Nicht nur Thomas Schrecker war irritiert über die „Mediengeilheit“, die gerade diejenigen an den Tag gelegt haben, die die bürgerlichen Medien ansonsten als ihren Erzfeind betrachten. Auch Klaus*, der schon lange beim Radio arbeitet, findet es „bezeichnend, daß hier jahrelang darüber diskutiert wurde, ob wir mit der Lokalpresse, dem Südwestfunk oder der Stadtzeitung reden. Und heute ist es möglich, daß sich die Leute bei Pro7, RTL explosiv oder Stern TV vor die Kamera stellen“. Von einer „Instrumentalisierung des Anschlags“ zu sprechen, hält er allerdings „für überzogen“. „Ich finde den Umgang mit Kerstins Tod leichtfertig. Stell dir vor, es kommt was anderes raus.“

Aber noch viel entscheidender für Klaus ist, daß „wir eigentlich ganz anders vorgehen müßten“. „Die Frage müßte doch lauten: Wie sind eigentlich die Zustände, daß es uns plausibel erscheint, daß Rechtsradikale hinter diesem Mord stehen?“

Wie sehr Kerstin Winter und der Mord an ihr von den Freiburger Alt-Szene-Strukturen okkupiert wurden, wird dort richtig deutlich, wo die Ermordete den Schwerpunkt ihrer politischen Arbeit gelegt hatte: in der AZ-Ini, einem Zusammenschluß verschiedener Gruppen, die sich politisch für die Einrichtung eines Autonomen Zentrums in Freiburg einsetzen. Kerstin Winter war in diesem Gremium als Mitglieder der „Punx gegen Langeweile“ tätig.

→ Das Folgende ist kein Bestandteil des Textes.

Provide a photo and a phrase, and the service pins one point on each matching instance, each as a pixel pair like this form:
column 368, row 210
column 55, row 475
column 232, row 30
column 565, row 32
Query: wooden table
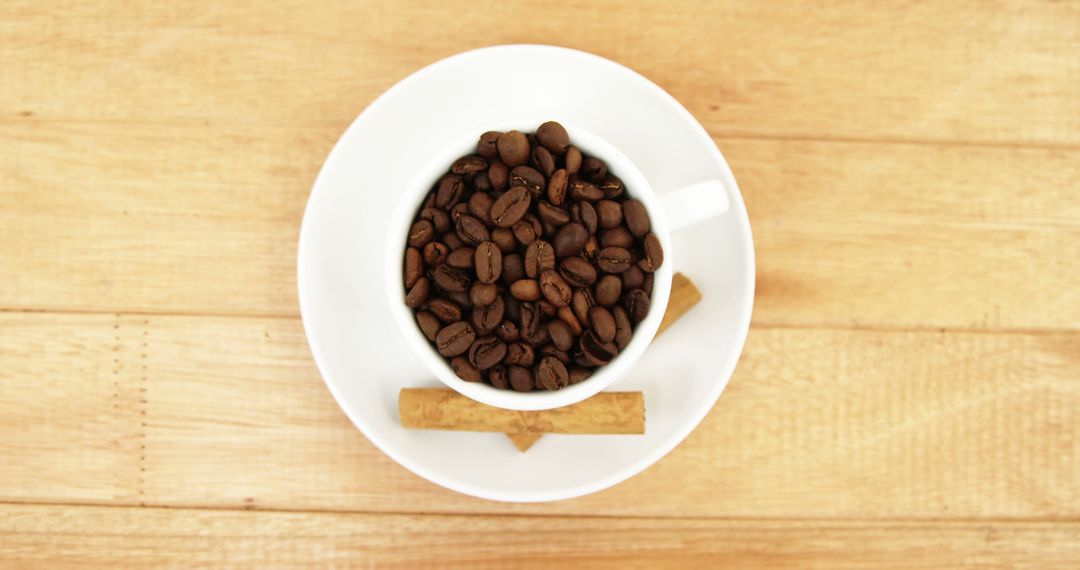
column 909, row 395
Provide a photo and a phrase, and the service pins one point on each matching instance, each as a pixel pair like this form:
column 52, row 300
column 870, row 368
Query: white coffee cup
column 667, row 213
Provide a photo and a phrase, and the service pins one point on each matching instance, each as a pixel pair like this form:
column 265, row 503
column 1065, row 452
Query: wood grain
column 49, row 537
column 1001, row 72
column 815, row 423
column 847, row 234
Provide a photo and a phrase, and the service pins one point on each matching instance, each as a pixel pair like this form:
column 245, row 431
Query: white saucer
column 353, row 340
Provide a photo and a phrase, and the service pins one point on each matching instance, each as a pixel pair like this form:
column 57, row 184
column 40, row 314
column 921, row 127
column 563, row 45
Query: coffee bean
column 637, row 304
column 488, row 262
column 554, row 287
column 472, row 230
column 418, row 293
column 469, row 164
column 451, row 188
column 414, row 267
column 539, row 256
column 521, row 379
column 561, row 335
column 429, row 324
column 556, row 187
column 593, row 170
column 486, row 352
column 513, row 148
column 486, row 146
column 570, row 240
column 613, row 259
column 498, row 174
column 464, row 369
column 525, row 289
column 637, row 218
column 543, row 161
column 455, row 339
column 461, row 258
column 513, row 268
column 608, row 289
column 551, row 374
column 450, row 279
column 520, row 354
column 653, row 254
column 435, row 253
column 553, row 137
column 577, row 271
column 445, row 310
column 510, row 207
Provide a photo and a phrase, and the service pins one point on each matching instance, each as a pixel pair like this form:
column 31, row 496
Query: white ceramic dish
column 343, row 240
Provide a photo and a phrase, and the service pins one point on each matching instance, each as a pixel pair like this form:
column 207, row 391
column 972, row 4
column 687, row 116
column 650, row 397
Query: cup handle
column 698, row 202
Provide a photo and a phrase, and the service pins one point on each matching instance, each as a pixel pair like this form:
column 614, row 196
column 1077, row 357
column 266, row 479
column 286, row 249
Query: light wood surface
column 909, row 394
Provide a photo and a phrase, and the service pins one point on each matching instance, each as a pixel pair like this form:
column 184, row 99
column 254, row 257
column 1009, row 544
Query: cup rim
column 404, row 317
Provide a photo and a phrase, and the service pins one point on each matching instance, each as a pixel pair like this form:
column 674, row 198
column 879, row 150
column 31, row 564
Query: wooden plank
column 1001, row 72
column 817, row 423
column 205, row 220
column 50, row 537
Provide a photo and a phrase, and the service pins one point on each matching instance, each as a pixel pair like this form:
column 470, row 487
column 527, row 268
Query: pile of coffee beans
column 527, row 265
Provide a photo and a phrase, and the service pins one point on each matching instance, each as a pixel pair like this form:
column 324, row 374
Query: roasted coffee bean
column 551, row 374
column 556, row 187
column 429, row 324
column 553, row 137
column 520, row 354
column 451, row 188
column 602, row 323
column 653, row 254
column 543, row 161
column 421, row 233
column 439, row 218
column 528, row 178
column 487, row 352
column 487, row 316
column 464, row 369
column 414, row 267
column 418, row 294
column 521, row 379
column 435, row 253
column 455, row 339
column 513, row 268
column 555, row 288
column 539, row 256
column 610, row 214
column 525, row 289
column 619, row 236
column 637, row 304
column 486, row 146
column 469, row 164
column 593, row 170
column 450, row 279
column 577, row 271
column 572, row 161
column 472, row 230
column 488, row 262
column 510, row 207
column 498, row 174
column 583, row 190
column 613, row 259
column 445, row 310
column 637, row 218
column 513, row 148
column 482, row 294
column 461, row 258
column 570, row 240
column 608, row 289
column 561, row 335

Mit der Alt-Szene haben die Leute, die hier um den Tisch sitzen, nichts zu tun. Und zum ersten Mal entsteht im Gespräch ein Bild der Toten, das weit über die Hülse „Kerstin Winter war eine aktive Antifaschistin“ hinausgeht. Alle, die da sitzen, erzählen, daß „Kerstin keine besondere, keine exponierte Funktion“ innerhalb dieser Gruppe hatte. Und ohne jedes hohle Pathos, und ohne daß sie es gezielt wollen, erzählen sie dabei doch, daß Kerstin Winter etwas Besonderes verkörpert hat. „Sie hat nicht nur auf irgendwelchen Treffen rumgeschwabbelt, sie hat die Sachen einfach gemacht. Ausländische Kinder unterrichtet zum Beispiel.“ Einen „Allround-Job“ habe Kerstin Winter gemacht, die drei Monate vor ihrer Prüfung als Krankenschwester stand. „Ihr politisches Feeling hat ihren Alltag bestimmt“, erzählt Claudi*, und Jürgen* erinnert sich, daß sie einen mit ihrer Energie, mit ihrem Elan angesteckt hat.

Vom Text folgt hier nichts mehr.